The Euro traded in a 1.3016/1.3118 range today as markets began to wind
down and volumes were generally thin.

The Italian Senate backed new austerity measures and the in the US, the Initial
Jobless claims dropped to 364K, the best figure since April 2008. The positive
news though is guarded as the market still has concerns over the possibility of a
downgrade of France before Christmas.

European equity markets finished on a positive note, up 1-1.5% and in the US
the S+P is currently up 0.75% with an hour of trading to go.

The Euro is now back at exactly yesterday’s level and unchanged also from the
beginning of the week. I don't think we should now expect too much, unless we
do see something unexpected from Europe, and 1.3000/1.3100 is likely to cover
it. The hourly and 4 hourly indicators have more or less flattened out, adding to
the view that the session is likely to be pretty quiet.

As we have said before, rallies towards 1.3200 present selling opportunities.
That largely still stands and for today and trendline resistance is currently at
around 1.3175. On the downside I would be looking to lighten up short
positions on dips to towards 1.3000. 

Further out the recent lows at 1.2945 and the major support at 1.2870 should
protect any downside break of 1.3000. On the topside, should we see a break of
1.32, which I doubt, 1.3245 acts as Fibo resistance, ahead of 1.3300, congestion.
As for Asia today I would look at 1.3020/1.3120 to cover it.

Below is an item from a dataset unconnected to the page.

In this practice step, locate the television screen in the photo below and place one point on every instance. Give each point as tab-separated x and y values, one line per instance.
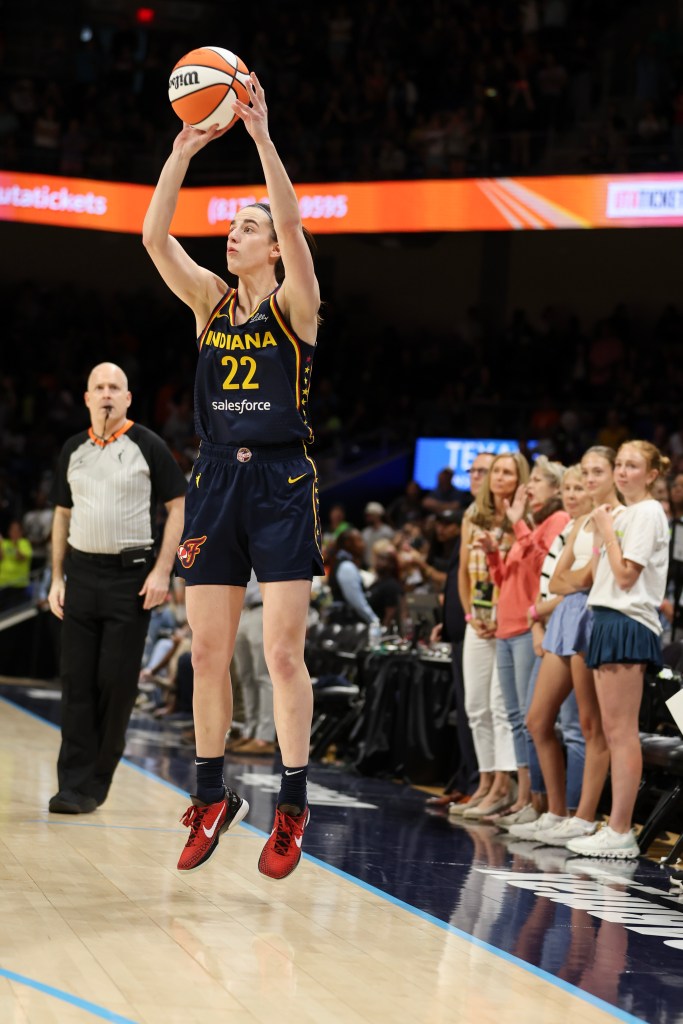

This is the last report until Wednesday 28th Dec, when a limited report will be updated with the full report beginning again on Tuesday 3rd Jan. 




AUD/USD

The AUD  has made up some ground over the session, primarily on selling of
EUR/AUD which is making new all time lows at 1.2853. This looks like a false
break to me. The dailies are very oversold and the 4 hour charts are showing
divergence so I would not be selling the break down at this level. A bounce is
very possible.

As far as the AUD/USD is concerned, the indicators are pointing mildly higher
although I would not be getting too excited. Short term resistance at 1.0150 is
currently holding ahead of 1.0200 and 1.0218, the 21 Dec high. The downside
now sees short term support at 1.0100 and 1.0060. The lower level is unlikely to
be seen today and it would appear that we will go into Christmas somewhere
around current levels.

Further out it looks as though we may be in for a period of consolidation within
the 0.9900/1.0380 range. Above here would look at a return towards 1.05,
while a downside break would target 0.9660. It doesn't appear that either of
these are likely in the near future we may just move sideways.